For an Itemized Listing/Statement of Charges:
For an itemized listing/statement of your detailed charges, consumers can call our Patient Accounts Office at 419-678-5151 or send a written request to Mercer County Community Hospital- Patient Accounts Department, 800 W. Main Street, Coldwater, OH 45828 or
fax to 419-678-5643.

 

Other Billing Agencies:
In addition to the technical billing for all services rendered at Mercer County Community Hospital, our Billing Office also performs the professional billing services for the Emergency Room Physicians, Doctor’s Urgent Care Physicians, and the Anesthesiologists. For all other professional services, you will be billed by the physician offices directly. Below are a few of the other common professional services you may receive bills.

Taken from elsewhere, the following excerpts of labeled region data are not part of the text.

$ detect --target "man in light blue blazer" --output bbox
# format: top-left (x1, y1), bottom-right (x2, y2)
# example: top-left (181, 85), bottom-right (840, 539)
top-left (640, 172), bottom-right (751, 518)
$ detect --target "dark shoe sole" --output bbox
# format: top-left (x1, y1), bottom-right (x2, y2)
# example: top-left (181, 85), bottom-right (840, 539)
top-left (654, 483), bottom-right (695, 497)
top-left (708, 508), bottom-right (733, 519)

The Radiologist bill is separately billed by Lima Radiology Associates and their billing office telephone number is 800-444-3387. The mailing address is P.O. Box 5128, Lima, OH 45802.

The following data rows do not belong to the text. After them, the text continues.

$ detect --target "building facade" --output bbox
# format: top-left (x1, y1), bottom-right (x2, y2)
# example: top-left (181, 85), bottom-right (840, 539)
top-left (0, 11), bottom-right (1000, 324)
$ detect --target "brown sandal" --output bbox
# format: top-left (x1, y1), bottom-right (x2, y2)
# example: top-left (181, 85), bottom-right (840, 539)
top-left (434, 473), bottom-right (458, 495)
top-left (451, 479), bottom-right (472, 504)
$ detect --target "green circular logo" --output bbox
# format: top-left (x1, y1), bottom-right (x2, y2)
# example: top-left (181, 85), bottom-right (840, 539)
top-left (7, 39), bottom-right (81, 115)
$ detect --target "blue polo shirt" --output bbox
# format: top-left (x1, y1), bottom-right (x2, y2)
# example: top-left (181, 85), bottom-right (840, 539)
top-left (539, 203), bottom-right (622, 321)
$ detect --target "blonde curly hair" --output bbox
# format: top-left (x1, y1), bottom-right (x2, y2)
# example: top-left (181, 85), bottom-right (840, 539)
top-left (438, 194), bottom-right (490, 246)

The Pathologist bill is separately billed by Grandlake Pathology - Dr. Fishbein and their billing office telephone number is 800-873-7909. The mailing address is P.O. Box 96, Coldwater, OH 45828.

The Cardiologist bill is separately billed by Dr. Ranga Inc. – Dr. Kakarla and their billing office number is 419-629-3663. The mailing address is P.O. Box 98, New Bremen, OH 45869.

The Sleep Study Interpretations are billed by Dayton Lung & Sleep Medicine and their billing office telephone number is 800-350-0322- The mailing address is P.O. Box 634857 Cincinnati, OH 45263.